What kinds does he have in mind? First, "Imus and the verbal violence that was directed at young women [of Rutgers]. . . . For them to be degraded . . . that's a form of violence. It may be quiet. It may not surface to the same level of the tragedy we read about today and we mourn." Good to know that Don Imus's "violence" does not quite rise to the level of Cho's.
Second, outsourcing. Yes, outsourcing: "the violence of men and women who . . . suddenly have the rug pulled out from under them because their job has moved to another country."
Obama then cites bad schools and bad neighborhoods as forms of violence, before finishing with, for good measure, Darfur -- accusing America of conducting "foreign policy as if the children in Darfur are somehow less than the children here, and so we tolerate violence there." Is Obama, who proudly opposed overthrowing the premier mass murderer of our time, Saddam Hussein, suggesting an invasion of Sudan?
Who knows. This whole exercise in defining violence down to include shock-jock taunts and outsourcing would normally be mere intellectual slovenliness. Doing so in the shadow of the murder of 32 innocents still unburied is tasteless, bordering on the sacrilegious. . . .
You will find Obama's speech here. For my part, I have long believed Obama to be little more then a well spoken media construct. His core ideas on labor, economic and foreign policy issues do not seem to withstand the light of scrutiny. His speech in the wake of the massacre only adds to my belief that, while Obama may be a presentable candidate, he is a superficial one whose chances of ascending to the presidency absent a tremendous push by the MSM are nil.
As Ann Althouse comments:
Am I offended that Obama reframes his usual material with the Virginia Tech story? He had a speech to give that day, and it would not have worked to omit the subject. Plenty of other people went out of their way to use the massacre to promote their favorite issues -- notably gun control.
What really struck me about that audio clip though was what a gasbag Obama is.

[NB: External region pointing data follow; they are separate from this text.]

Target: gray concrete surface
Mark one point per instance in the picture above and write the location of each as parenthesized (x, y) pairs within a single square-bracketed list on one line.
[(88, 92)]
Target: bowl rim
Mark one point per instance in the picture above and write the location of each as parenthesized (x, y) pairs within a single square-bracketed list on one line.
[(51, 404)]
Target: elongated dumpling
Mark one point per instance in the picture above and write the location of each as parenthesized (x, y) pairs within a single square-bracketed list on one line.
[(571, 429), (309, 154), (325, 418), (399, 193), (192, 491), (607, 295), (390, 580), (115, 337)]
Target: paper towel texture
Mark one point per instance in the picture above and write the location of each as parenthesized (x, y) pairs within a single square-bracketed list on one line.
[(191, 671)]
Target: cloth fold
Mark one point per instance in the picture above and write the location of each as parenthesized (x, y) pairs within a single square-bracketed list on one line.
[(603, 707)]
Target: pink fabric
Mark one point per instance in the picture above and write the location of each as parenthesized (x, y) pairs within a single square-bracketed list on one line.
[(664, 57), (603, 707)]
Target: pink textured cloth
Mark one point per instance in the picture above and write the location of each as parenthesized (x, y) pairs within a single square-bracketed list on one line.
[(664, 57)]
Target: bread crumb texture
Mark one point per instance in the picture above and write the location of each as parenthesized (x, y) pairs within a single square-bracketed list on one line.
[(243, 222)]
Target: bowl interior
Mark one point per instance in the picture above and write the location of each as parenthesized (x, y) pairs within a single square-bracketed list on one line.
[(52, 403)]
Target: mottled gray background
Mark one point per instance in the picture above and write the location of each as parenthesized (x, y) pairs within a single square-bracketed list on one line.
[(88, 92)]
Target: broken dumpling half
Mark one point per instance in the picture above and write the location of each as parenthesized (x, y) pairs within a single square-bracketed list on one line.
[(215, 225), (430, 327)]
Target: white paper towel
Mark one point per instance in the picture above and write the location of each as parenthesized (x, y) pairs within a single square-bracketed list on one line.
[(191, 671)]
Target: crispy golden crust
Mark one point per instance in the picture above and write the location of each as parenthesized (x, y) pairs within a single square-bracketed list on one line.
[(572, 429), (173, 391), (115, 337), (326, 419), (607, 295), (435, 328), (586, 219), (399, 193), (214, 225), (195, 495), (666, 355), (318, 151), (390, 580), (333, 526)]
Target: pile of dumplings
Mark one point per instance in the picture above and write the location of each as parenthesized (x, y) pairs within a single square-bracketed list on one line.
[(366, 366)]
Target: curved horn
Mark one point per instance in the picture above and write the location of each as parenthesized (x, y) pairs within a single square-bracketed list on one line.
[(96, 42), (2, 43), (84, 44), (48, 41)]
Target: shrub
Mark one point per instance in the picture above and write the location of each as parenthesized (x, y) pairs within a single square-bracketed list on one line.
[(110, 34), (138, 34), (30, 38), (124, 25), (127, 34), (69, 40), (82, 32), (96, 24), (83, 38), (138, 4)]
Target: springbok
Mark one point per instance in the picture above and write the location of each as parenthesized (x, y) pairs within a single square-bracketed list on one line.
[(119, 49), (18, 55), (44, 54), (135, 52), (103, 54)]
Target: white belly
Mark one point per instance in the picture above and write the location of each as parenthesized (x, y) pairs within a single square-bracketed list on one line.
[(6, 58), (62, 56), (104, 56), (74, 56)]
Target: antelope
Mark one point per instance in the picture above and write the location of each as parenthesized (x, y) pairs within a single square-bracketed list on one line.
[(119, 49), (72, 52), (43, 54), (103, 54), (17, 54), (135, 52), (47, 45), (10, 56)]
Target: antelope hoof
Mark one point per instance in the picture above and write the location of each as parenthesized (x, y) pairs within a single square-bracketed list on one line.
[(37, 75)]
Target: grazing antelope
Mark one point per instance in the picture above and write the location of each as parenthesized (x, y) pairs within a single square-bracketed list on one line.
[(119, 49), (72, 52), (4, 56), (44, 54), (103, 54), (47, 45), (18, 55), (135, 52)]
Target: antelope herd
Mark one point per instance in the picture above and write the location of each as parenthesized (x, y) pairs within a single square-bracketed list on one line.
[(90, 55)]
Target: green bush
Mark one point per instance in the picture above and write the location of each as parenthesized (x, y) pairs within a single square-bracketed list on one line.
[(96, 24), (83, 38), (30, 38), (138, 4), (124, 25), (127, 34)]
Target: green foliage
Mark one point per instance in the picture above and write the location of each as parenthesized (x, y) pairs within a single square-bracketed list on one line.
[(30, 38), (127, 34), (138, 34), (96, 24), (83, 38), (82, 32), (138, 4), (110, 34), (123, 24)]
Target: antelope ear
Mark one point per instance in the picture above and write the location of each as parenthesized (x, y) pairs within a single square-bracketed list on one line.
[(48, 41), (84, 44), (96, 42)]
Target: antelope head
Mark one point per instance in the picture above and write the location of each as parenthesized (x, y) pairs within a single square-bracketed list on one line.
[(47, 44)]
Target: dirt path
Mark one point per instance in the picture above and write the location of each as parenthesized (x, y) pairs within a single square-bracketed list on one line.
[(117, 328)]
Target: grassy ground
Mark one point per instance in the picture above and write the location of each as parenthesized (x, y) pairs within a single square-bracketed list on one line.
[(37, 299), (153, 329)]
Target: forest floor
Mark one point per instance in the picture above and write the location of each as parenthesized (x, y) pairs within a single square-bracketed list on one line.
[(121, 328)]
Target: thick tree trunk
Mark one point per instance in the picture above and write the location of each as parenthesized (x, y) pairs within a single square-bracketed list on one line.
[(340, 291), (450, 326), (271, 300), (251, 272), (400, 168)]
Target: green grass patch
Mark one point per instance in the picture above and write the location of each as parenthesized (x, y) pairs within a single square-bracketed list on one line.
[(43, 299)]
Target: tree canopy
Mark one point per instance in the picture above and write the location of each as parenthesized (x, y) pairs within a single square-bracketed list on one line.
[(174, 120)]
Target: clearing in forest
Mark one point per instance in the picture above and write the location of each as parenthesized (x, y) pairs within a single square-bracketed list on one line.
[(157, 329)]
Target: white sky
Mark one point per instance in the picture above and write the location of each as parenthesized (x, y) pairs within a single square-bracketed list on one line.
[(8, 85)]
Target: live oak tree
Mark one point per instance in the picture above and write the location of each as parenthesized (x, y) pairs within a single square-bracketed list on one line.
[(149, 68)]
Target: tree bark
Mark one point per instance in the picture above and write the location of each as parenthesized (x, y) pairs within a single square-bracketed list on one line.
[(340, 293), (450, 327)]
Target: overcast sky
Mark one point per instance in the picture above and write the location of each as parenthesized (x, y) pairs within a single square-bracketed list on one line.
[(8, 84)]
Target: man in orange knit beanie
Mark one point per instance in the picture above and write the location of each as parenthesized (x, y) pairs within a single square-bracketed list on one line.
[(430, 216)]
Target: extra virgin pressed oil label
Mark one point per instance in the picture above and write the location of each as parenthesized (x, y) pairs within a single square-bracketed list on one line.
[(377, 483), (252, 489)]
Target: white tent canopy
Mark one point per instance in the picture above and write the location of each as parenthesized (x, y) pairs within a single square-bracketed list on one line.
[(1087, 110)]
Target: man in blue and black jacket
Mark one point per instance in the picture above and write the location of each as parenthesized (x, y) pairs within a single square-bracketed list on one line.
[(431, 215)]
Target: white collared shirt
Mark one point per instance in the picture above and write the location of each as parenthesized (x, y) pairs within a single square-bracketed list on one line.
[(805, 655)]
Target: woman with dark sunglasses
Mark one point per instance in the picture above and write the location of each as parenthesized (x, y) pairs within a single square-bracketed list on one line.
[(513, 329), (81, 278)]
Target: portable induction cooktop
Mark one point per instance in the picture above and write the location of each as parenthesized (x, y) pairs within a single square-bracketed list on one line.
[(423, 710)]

I hear a tired-sounding man, who rambles on and on. I know he's speaking before a group. I hear them respond now and then, when he mentions that Iraq is a war that should never have been waged and when he says teachers deserve higher pay. But if I didn't know who he was and that there was a crowd there, I would picture an old man slumped in an armchair, expatiating for the benefit of anyone unlucky enough to be within earshot. It's formless stream of consciousness. Oh, there is that theme of hope.